INKATHA Freedom Party stalwart David Thandabantu Ntombela yesterday buried his wife Nonceba (67), who died from a heart failure last Friday after a long illness.

Her funeral service was held at the fully-packed Vulindlela Hall and she was later buried at the Ntombela homestead cemetery in Elandskop.

The funeral was attended by IFP president Dr Mangosuthu Buthelezi, the party’s national organiser, Albert Mncwango, and its member of parliament, Velaphi Ndlovu.

Nonceba’s sister, Nokufika Ngubane, spoke of the fond memories she has of her older sister whom she described as her friend.

“I was not surprised when I heard that my sister has died of heart failure because she had been through a lot while she was alive,” she said.

Ngubane recalled a time when her sister survived after lightning had struck her house while she was inside with her children.

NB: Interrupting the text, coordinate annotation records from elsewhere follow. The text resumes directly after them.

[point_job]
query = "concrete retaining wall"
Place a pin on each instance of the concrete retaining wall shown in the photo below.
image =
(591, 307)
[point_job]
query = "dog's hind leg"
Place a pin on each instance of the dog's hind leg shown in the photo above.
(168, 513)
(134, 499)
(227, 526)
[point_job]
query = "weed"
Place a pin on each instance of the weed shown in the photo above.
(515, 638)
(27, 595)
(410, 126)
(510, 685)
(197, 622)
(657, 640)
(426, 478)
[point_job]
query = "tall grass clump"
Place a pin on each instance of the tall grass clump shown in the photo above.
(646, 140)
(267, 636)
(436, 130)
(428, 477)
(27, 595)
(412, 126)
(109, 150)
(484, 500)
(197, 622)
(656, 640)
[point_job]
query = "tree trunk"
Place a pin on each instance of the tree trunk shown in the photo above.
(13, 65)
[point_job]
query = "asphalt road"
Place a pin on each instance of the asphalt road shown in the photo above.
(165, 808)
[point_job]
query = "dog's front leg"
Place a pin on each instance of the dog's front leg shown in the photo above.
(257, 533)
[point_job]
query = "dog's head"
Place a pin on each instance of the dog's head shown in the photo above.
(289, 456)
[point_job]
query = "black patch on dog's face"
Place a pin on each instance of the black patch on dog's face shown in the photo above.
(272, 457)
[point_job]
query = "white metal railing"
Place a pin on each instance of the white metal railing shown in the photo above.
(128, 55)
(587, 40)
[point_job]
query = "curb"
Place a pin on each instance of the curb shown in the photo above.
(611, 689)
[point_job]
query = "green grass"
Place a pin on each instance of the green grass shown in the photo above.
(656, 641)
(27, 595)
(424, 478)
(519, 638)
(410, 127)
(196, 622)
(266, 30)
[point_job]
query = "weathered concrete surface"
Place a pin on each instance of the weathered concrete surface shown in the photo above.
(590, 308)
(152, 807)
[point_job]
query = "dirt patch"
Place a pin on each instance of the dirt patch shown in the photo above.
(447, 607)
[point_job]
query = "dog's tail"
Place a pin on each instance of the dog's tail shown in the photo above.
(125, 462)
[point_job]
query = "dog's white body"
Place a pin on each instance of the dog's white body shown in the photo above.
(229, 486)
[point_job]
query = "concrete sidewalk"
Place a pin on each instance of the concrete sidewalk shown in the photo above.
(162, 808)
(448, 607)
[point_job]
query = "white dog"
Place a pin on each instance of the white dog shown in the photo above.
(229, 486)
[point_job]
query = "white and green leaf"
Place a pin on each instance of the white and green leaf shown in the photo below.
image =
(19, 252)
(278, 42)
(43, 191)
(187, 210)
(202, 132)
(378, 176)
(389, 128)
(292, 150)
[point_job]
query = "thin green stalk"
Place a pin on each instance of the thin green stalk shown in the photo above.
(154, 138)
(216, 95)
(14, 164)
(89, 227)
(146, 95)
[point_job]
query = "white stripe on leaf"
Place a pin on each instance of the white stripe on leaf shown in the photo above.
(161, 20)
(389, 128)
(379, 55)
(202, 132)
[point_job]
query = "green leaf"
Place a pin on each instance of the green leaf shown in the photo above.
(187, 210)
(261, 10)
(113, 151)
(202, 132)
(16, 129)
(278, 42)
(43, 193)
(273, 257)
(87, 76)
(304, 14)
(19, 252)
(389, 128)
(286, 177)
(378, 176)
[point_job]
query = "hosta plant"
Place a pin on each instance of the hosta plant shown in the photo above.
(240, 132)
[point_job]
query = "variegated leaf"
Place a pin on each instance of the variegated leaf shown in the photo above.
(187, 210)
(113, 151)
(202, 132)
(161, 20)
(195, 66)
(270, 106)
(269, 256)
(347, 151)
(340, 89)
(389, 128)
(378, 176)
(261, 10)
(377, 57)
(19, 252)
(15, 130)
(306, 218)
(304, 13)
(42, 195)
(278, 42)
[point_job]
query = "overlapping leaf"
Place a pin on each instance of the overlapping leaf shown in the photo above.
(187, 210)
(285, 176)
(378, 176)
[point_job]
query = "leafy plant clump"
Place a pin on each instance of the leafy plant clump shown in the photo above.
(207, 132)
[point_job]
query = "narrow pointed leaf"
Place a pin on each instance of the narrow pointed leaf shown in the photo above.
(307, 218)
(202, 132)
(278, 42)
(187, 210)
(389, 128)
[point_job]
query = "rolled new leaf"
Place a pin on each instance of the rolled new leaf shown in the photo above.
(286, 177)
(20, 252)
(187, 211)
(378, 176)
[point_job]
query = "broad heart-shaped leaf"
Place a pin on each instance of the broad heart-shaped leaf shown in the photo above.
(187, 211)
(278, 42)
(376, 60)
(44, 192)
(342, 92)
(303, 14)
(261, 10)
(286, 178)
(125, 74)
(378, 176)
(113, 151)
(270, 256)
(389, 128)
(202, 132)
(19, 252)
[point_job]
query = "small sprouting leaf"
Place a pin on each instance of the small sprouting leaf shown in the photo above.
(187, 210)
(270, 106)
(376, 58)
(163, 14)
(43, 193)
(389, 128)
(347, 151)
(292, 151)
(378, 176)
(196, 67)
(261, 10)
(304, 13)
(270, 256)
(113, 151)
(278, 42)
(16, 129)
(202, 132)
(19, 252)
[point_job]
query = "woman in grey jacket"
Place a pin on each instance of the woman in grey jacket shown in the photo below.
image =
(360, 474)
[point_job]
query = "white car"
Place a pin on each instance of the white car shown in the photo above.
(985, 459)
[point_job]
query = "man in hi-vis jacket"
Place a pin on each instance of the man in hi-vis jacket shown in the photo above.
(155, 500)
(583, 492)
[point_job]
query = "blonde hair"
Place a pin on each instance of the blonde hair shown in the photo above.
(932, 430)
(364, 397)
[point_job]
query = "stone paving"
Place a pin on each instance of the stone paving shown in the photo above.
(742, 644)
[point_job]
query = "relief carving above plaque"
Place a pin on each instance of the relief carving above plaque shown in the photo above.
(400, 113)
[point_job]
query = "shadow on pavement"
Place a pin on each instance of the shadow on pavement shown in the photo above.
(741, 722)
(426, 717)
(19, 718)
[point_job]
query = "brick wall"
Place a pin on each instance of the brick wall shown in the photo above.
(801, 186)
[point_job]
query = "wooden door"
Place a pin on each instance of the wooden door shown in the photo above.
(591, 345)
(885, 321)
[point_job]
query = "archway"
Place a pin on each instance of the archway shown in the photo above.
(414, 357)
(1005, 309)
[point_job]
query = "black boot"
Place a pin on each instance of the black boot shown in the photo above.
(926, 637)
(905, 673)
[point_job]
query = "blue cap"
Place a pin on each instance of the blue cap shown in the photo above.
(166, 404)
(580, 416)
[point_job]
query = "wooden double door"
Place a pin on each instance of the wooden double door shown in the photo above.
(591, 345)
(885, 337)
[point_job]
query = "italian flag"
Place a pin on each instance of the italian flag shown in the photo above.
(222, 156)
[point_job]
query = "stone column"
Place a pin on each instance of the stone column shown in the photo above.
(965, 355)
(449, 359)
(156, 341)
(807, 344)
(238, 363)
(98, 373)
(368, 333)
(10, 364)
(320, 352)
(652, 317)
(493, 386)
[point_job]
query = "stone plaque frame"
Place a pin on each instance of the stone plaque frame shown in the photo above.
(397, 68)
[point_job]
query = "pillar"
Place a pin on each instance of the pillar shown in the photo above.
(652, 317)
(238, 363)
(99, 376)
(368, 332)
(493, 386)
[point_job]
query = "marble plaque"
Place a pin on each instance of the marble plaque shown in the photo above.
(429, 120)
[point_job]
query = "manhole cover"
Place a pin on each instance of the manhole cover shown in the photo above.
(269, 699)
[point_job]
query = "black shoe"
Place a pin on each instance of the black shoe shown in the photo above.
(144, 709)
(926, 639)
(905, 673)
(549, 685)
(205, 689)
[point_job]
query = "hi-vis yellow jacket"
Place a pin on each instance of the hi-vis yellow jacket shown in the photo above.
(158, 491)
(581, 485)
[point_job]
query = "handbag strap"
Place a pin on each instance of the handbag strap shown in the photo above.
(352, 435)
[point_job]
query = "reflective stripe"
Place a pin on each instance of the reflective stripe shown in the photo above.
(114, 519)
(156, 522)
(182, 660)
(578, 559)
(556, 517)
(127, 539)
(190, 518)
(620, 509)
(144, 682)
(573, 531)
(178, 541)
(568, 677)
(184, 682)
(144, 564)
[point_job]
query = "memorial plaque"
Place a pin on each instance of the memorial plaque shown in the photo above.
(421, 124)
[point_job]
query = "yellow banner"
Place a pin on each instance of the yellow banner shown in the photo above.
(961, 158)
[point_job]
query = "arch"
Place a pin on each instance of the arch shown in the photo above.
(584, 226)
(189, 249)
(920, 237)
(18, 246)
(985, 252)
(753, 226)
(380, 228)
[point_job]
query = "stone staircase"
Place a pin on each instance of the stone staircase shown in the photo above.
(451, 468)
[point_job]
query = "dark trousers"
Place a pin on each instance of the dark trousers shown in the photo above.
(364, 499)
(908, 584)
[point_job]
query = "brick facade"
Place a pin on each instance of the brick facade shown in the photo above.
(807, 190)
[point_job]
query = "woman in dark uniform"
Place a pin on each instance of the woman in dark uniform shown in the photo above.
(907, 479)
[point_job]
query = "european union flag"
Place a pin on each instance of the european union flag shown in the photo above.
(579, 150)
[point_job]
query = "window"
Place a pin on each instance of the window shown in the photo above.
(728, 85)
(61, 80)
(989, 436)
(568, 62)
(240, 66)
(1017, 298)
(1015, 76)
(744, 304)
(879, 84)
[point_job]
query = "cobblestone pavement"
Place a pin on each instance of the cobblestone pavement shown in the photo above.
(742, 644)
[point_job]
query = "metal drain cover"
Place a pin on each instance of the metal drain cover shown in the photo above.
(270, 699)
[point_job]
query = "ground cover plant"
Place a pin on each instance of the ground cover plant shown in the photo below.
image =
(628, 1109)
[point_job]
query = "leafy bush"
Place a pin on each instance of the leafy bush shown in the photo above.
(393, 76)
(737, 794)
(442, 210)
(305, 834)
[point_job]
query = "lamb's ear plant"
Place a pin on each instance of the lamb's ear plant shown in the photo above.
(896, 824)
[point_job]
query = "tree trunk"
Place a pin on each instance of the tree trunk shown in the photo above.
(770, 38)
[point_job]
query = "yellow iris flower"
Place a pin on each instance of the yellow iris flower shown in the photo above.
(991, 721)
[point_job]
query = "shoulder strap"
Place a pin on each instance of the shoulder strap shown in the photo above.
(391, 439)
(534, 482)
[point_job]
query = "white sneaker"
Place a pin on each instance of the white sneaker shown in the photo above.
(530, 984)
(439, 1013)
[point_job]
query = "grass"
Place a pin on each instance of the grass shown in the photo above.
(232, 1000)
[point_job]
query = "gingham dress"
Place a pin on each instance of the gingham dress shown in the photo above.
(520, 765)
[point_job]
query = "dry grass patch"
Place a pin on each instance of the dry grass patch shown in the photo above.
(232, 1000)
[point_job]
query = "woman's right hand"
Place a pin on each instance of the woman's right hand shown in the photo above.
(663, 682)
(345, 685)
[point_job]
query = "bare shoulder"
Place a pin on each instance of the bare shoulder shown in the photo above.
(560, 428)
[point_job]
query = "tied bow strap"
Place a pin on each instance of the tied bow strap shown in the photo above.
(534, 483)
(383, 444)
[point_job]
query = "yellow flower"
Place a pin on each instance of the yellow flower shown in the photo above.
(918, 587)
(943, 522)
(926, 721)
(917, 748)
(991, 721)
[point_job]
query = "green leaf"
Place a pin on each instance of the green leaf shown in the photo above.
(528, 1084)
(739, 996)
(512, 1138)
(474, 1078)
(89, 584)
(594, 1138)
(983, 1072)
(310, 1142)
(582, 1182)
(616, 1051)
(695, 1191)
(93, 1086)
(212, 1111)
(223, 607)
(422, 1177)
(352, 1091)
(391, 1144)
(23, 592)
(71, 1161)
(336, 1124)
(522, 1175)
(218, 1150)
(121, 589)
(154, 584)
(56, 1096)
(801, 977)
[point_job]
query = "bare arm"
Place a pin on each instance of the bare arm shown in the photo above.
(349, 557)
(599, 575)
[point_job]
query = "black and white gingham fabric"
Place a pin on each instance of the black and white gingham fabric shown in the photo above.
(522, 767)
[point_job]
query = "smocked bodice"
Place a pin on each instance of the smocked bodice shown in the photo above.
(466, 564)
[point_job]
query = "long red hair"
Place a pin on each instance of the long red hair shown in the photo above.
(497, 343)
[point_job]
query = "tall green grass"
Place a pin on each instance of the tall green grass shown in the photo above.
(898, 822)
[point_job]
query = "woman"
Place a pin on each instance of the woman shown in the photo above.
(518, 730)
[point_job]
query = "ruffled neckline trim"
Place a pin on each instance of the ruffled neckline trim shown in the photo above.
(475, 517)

“My sister had a good heart like my mother because she loved children.

“She not only raised her own children but also raised every child that was part of the Ntombela homestead.”

MaNgubane said it is true that for every great man there is a good woman behind him.

“My sister was a pillar of strength to Mr Ntombela,” she added.

Jupha Zondi, her daughter, said she was grateful her father built a house for his wife even though she did not get to live in it.

“I know that my mother died a happy woman because you [Ntombela] built her a beautiful house,” she said.

Zondi cautioned her father against going to seek love elsewhere now that her mother is gone, much to the amusement of her father.

Buthelezi said the death of Nonceba was received with great sadness and shock as everyone was still praying for her recovery.

He acknowledged the role played by David Ntombela during the difficult days of political violence when he protected IFP members from their enemies.

Buthelezi said Nonceba was a heroine who did not abandon her husband even when some of his children had turned against him.

“We are grateful to Nonceba for her contribution and the role that she played in the IFP and the community at large,” said Buthelezi.

Other speakers described Nonceba as a deeply religious person who helped many local women establish co-operatives involved in catering, sewing and gardening projects.

She was a former chairperson of the IFP Women’s Brigade and played a role in virginity testing for young girls in KwaZulu-Natal.